Modal sosial yang dimiliki itu akhirnya terwadahi, ketika sebuah stasiun televisi mengadakan lomba mendekorasi kampung saat ada perhelatan piala dunia. Bermodalkan semangat tadi, para warga dengan senang hati bahu membahu mendekorasi dengan pernak-pernik sepak bola.
Meski program yang diadakan stasiun televisi itu sudah tidak berlanjut, warga di sini tetap mendekorasi kampungnya setiap empat tahun sekali. Kebiasaan yang sudah bermula beberapa tahun itu terus berlanjut bahkan menjadi identitas yang melekat pada Pambusuang.
Wujud kecintaan terhadap Argentina
Namun, kegilaan warga Pambusuang dan kampung di sekitarnya terhadap Argentina bukan sekadar saat ada hajatan Piala Dunia saja. Saat Tim Tango berlaga di Copa Amerika misalnya, semarak nonton bersama juga terasa di kampung warga.
Saat Messi akhirnya berhasil mengangkat trofi paling bergengsi di Amerika Latin pada 2021 lalu, warga Pambusuang bersorak gembira. Mereka turun melakukan konvoi di jalanan kecamatan untuk merayakan kemenangan itu.
“Bukan hanya saat Piala Dunia. Mereka ini menang kalah pokoknya Argentina,” kelakar Ridwan.
Di kampung ini ada seorang fans Argentina garis keras bernama Yusuf (50). Bukti fanatiknya lelaki yang akrab disapa Pua Raju itu, setiap detail rumahnya diwarnai putih dan biru muda. Foto-foto Messi juga terpampang di pagar. Corak itu bukan hanya dikhususkan saat gelaran Piala Dunia saja.
“Dia memang bukan fans kaleng-kaleng,” ujar Ridwan kagum.

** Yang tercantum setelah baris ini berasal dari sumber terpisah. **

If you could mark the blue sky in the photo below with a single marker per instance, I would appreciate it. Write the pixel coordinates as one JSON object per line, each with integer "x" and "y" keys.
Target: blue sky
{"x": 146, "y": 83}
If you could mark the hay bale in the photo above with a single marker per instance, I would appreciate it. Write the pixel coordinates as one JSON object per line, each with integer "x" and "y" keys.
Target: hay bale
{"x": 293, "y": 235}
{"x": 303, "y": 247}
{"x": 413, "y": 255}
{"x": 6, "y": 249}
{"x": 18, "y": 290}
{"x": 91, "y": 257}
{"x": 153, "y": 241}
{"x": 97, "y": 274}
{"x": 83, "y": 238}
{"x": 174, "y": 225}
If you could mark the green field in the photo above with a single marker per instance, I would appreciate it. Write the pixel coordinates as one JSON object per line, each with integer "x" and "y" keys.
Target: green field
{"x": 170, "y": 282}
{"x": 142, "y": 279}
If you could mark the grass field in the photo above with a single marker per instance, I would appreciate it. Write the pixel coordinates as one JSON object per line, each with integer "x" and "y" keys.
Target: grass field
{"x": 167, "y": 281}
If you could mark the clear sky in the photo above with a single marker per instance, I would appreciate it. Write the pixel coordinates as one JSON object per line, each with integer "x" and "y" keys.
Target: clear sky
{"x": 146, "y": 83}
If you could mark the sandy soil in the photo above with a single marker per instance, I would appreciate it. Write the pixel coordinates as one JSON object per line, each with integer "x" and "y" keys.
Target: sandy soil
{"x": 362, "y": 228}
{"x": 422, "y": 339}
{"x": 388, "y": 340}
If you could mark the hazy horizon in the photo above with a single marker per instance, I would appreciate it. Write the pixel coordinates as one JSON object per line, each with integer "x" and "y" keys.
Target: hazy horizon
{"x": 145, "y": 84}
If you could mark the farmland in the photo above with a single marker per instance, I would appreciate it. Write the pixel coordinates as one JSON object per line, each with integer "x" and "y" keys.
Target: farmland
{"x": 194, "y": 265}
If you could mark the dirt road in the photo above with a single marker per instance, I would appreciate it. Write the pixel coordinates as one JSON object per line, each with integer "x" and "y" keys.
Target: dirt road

Saat anak pertama Yusuf yang bernama Sirajudin menikah, pernak-pernik mulai dari seserahan hingga seragam juga bercorak Argentina. Logo Argentina Football Federation mejeng di barang sakral yang diserahkan mempelai lelaki kepada sang calon istri.
Hal itu juga berlanjut saat Sirajudin akhirnya memiliki anak pertama. Anak tersebut diberi nama Messi. Bukti bahwa kecintaan terhadap Argentina diwariskan dari generasi ke generasi di kampung ini.
Rumah milik Yusuf memang jadi yang paling mencolok. Beberapa rumah fans Argentina lain di Pambusuang mungkin punya beberapa pernak-pernik penanda loyalitas seorang penggemar, namun tetap saja tidak sesemarak kepunyaan Yusuf.
Menonton Argentina bahkan lebih semarak ketimbang saat tim nasional Indonesia berlaga. Sepengamatan Ridwan, jarang ada nonton bareng meriah saat Indonesia sedang menjalani kompetisi seperti AFF Cup.
“Ketika ada momen seperti AFF, nggak terlalu hidup animonya. Nggak sampai ada bendera seperti sekarang, pun nobar begitu jarang bahkan nggak ada yang saya lihat,” paparnya.